О московской старине в середине XVIII века
И. Забелин
В половине XVIII столетия в Москве многое еще напоминало времена царя Алексея Михайловича. Старина сохранялась не только во внешнем устройстве города, но и в общественном и семейном быту москвичей, в образе их жизни и привычках. Самые преобразования Петра Великого, как ни были они деятельны в отношении Москвы, особенно вначале, не могли, однако ж, слишком изменить ее древнюю физиономию. Москва почти триста лет жила самостоятельною своею жизнью, собрала всю Русь в одно целое, «рядила и судила» всю землю, трудом и потом выработала себе известные формы и успела окрепнуть в них, усвоив себе название «первопрестольного царствующего великого града». Линии, по которым она застроилась, проведены были не цепью или циркулем, а самою жизнью, свободно и привольно. Поэтому желание Петра Великого придать древней своей столице европейскую внешность встречало здесь препятствия почти на каждом шагу…

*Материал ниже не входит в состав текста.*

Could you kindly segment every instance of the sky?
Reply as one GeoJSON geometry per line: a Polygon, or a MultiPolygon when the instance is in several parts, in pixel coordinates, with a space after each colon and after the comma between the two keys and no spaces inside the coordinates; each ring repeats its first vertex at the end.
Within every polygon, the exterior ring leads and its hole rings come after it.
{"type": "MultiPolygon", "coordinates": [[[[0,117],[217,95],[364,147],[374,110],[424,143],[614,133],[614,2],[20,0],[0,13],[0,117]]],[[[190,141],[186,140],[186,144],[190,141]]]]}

Если в сравнении с Петербургом она и теперь представляет много своеобразного, привольного, даже сельского, то легко вообразить, что было за сто лет назад. Это был город по преимуществу «деревенский», город, в котором не только самая большая часть домов, но даже и многие мостовые были еще деревянные. Улицы были неправильны, где слишком широки, так что походили на площадь, где слишком узкие, так что трудно было разъехаться. Было много также тупиков, т.е. переулков, которые прегражадались строениями. Значительнейшая часть домов состояла из обыкновенных крестьянских изб, больших и малых, которые не только не были ничем окрашены, но нередко были курные, черные, или с деревянными трубами, крытые тесом и дранью, а в ямских слободах и вообще на краю города — даже соломою, что строго запрещено было только в 1753 году. Под окнами таких домиков и изб почти всегда можно было найти завалинку или лавочку, которые занимали не последнее место в общественном быту москвичей низшего разряда. По праздникам они выходили обыкновенно погулять за ворота «на улицу», сидели и толковали с соседями на завалинках, грызли орехи, смотрели на проходящих и таким образом довольно приятно проводили время. […] На самых улицах, особенно в отдаленных частях города, стояли вечные лужи, где постоянно жили гуси и утки и вообще домашние животные. Одни только большие проезжие улицы были вымощены камнем, многие были мощены еще по-старому бревнами или фашинником, а большая часть оставалась вовсе немощеною. Вообще грязь московских улиц, превращаясь от времени в тучный чернозем, еще в XVIII ст. составляла отличное удобрение для садов; в царские сады того времени каждый год возили с мостовых удобрение по нескольку сот возов. Нужно много читать указов и разного рода постановлений по этому предмету, чтобы вполне поверить, каких усилий и постоянных забот стоило правительству содержать возможную чистоту в городе. Все это взятое вместе действительно представляло довольно живописную сельскую картину, которая вообще очень мало напоминала то, в чем мы привыкли узнавать город.
Хроника общественной жизни в Москве с половины XVIII столетия. Современник, 1852. Т. XXXII. Отд. II. С. 1-3.